Brillié was born on 8 May 1863 in the 19th arrondissement of Paris. After his studies at the École Centrale Paris, he began his career from 1887 to 1898 at the Compagnie des Chemins de fer de l'Ouest.

===Cars===
- Gobron-Brillié
He joined with Gustave Gobron to create the Société des Moteurs Gobron-Brillié and to develop an opposed-piston engine he had invented. The Gobron-Brillié brand acquired a certain fame. It participated in the Paris–Madrid race of 1903, and set speed records, including that of being the first car to exceed 160 km/h (100 mph). In 1903 the UK agents for Gobron-Brillié were Botwood and Egerton.

In 1905 the Gobron-Brillie British Motor Company was established.

- Eugène Brillié
In 1903, Eugène Brillié ended his partnership with Gobron. He created the automobile company Eugène Brillié and had cars of his design built by the workshops of Schneider & Cie at Le Havre (former Forge Artillery Workshops and Chantiers de la Méditerranée, bought by Schneider in 1897). His brand was then offering passenger cars and utility cars. Schneider gradually took over the Brillié Company. While working for Schneider he designed the artillery tractor for the first motorized artillery system for Portugal.

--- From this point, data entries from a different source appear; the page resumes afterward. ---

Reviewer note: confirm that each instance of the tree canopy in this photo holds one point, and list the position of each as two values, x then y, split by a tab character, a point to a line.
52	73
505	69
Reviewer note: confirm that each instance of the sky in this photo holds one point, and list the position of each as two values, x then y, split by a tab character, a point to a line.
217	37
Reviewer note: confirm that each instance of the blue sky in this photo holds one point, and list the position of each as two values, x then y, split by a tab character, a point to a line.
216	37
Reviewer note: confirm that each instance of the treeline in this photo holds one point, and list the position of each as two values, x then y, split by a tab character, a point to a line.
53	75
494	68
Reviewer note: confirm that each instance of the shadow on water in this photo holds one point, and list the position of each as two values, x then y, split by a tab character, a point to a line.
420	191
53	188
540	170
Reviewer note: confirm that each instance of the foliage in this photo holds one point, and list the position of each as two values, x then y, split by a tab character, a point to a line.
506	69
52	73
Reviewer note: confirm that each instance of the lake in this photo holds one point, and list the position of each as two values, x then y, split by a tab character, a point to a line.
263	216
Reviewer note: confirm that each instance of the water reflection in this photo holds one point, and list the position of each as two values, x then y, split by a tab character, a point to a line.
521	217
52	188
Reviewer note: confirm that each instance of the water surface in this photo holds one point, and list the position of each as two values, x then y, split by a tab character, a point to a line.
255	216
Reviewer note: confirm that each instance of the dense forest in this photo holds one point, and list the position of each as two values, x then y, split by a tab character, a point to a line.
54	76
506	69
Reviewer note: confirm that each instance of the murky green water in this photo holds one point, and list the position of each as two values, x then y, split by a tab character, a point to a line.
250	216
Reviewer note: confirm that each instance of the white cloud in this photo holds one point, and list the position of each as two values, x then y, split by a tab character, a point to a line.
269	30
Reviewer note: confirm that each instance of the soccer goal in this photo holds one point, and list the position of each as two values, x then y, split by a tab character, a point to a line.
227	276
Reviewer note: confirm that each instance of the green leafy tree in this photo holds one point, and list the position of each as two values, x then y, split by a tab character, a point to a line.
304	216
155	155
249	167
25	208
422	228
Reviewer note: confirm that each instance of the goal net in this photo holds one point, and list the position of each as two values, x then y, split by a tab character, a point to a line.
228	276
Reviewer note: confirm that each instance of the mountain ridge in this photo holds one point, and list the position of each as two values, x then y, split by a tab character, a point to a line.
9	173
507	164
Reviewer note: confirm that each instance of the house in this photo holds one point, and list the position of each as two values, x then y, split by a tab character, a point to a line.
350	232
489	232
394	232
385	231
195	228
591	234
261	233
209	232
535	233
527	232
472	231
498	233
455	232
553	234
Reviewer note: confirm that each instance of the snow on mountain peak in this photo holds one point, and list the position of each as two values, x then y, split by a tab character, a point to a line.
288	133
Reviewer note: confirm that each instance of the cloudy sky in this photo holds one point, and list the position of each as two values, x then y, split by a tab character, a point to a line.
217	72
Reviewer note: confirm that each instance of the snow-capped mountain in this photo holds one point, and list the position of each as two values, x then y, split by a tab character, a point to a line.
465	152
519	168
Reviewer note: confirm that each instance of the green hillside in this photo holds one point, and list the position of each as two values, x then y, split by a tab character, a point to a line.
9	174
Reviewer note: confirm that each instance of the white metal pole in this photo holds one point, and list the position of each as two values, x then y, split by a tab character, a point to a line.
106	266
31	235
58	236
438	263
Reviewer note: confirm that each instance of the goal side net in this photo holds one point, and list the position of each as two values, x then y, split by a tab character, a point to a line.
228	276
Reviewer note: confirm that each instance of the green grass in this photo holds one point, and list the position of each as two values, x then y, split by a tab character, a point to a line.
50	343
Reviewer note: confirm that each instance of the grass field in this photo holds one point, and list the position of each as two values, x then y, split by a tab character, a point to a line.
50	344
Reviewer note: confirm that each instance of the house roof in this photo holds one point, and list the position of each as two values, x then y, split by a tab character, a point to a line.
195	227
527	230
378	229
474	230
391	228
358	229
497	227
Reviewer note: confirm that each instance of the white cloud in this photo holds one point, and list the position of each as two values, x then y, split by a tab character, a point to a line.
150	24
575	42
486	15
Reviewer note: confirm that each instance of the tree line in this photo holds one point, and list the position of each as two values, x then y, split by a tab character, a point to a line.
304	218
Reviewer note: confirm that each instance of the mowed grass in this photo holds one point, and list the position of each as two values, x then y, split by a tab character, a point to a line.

The design was based on one of his dump trucks.

- Nagant-Gobron-Brillie
In Belgium, Leon and Maurice Nagant of Liège made some Gobron-Brillie products under licence.

===Locomotive===
Brillié designed an experimental Naphthalene locomotive, which was built by Schneider in 1913.

===Tanks===
During the First World War, a meeting between Colonel Estienne and Brillié led to the development of a tank project in December 1915. In early January 1916, Marshal Joffre authorized the continuation of the project and, on 31 January, asked for the purchase of 400 of what were then called "land battleships" armed with 75 mm guns. These were the first French tanks, the Schneider CA1.

===Death===
Brillié died on 28 May 1940 in Seignelay (Yonne).